What are my partner‘s expectations?
Some expectations are determined by social roles (although these may be changing). For example, it is normally expected of a wife to prepare the meals. It is usually expected of the husband to see to the maintenance of the house, etc.
Most expectations will depend entirely on the individual couple. In one home the husband may be expected to put the children to bed, in another home the wife may be expected to administer the finances.
There are also expectations as far as the relationship is concerned. A husband may expect his wife to tell him whenever she is annoyed with him, or he expects her to trust him when he’s out late, or he expects her to support him in disciplining the children. A wife may expect her husband to compliment her regularly, to share his frustrations and ambitions with her, to take her out to dinner every once in a while, etc.
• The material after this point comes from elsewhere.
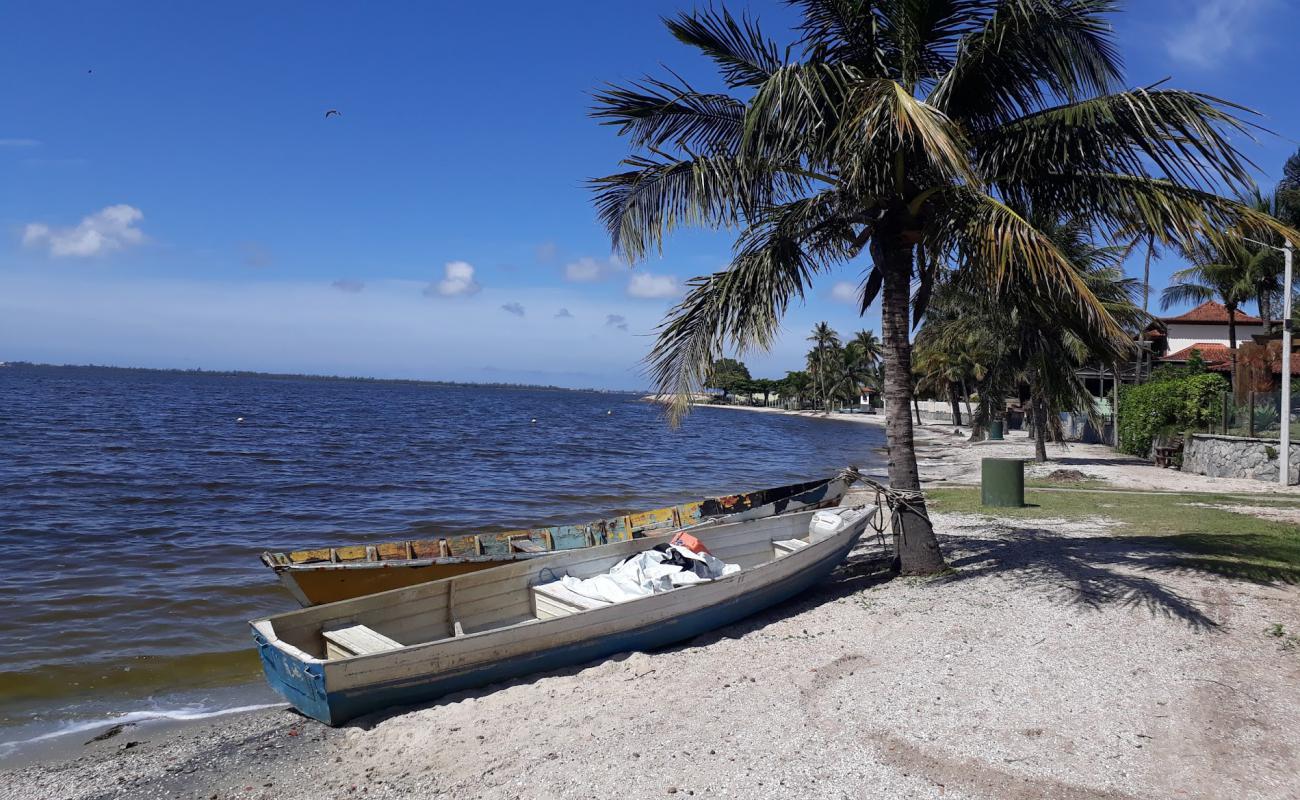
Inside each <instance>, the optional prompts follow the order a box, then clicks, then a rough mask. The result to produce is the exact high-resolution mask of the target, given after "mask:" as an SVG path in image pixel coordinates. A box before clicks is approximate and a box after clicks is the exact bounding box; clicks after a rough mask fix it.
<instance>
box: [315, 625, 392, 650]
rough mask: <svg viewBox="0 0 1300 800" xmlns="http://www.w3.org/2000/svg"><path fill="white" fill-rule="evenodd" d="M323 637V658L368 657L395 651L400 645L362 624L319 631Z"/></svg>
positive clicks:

These expectations do not always have to be in general terms. They can also be very specific for a particular situation. I sometimes have expectations as to how we are going to spend a particular evening, or what we are going to do on holiday. Joy may have expectations of what we will do when friends come to spend a weekend with us, etc.
If these expectations are not met, the partner will feel cheated, and be unhappy and resentful. The problem is aggravated by the fact that many of these expectations are not always expressed clearly or, even more important, are not mutually agreed on. Even if one partner expresses his or her expectations, the other partner may not think them reasonable. They must therefore be discussed and agreed on.
I mentioned previously that Joy expected me to help her with some of the household chores without her having to ask me to do so. I felt this expectation was unreasonable. We have since agreed that when she asks, I will help her willingly — and it’s working well.
However, merely doing what is expected of you does not bring marital happiness — although in so many homes this is where the focus is placed. Many a man will work long hours every day to
“provide his family with the very best” — yet it doesn’t make his family happy. In fact his frequent absences from the home are often a source of unhappiness. In the same way, a wife may concentrate on being the best possible housekeeper — running an immaculate household, yet not making her husband happy.
Liz was such a wife. Her home was always spotlessly clean. Her meals always ensured a healthy, balanced diet. Her family was always neatly dressed. Yet her husband left her for a woman who was far more sloppy and unconcerned. What he was looking for was someone who would make him happy — and as a result Liz lost him, even though she had done everything that could have been expected of her. She had, however, failed to meet his emotional needs.
What are my partner‘s emotional needs?
Although individuals are unique and certainly differ in their emotional needs, we can come to some general conclusions about the emotional needs of a man and the emotional needs of a woman.
At this point we need to turn to the Bible to find out what God has to say on the subject. In Ephesians 5:33 we read, “Each one of you also must love his wife as he loves himself and the wife must respect her husband.” What does that tell us about the essence of the husband‘s and the wife‘s emotional needs?
It tells us that a woman‘s emotional need is to be loved, cherished, protected and understood. I Peter 3:7 for example, says, “Husbands, in the same way be considerate as you live with your wives and treat them with respect as the weaker partner.” The sad thing about the women’s liberation movement is that it demands treatment from men which will actually deprive women of having their deepest emotional need satisfied.
The Bible also tells us that a man‘s greatest emotional need is to be respected, admired and looked up to. That is why in Colossians 3:18 wives are commanded to submit to their husbands — not because they are in any way inferior but because this meets their husbands‘ deepest emotional needs.
Overcoming the curse
I pointed out that God had cursed the marriage relationship because of sin. This curse meant that the woman would desire to control her husband and the man would rule over his wife. Now in the New Testament we read God’s prescription for a happy marriage — and it’s the very opposite. Instead of wanting to control her husband, the wife must now submit to him. Instead of ruling over his wife the husband must love her to the point of giving himself to her. This is the key to happiness in marriage.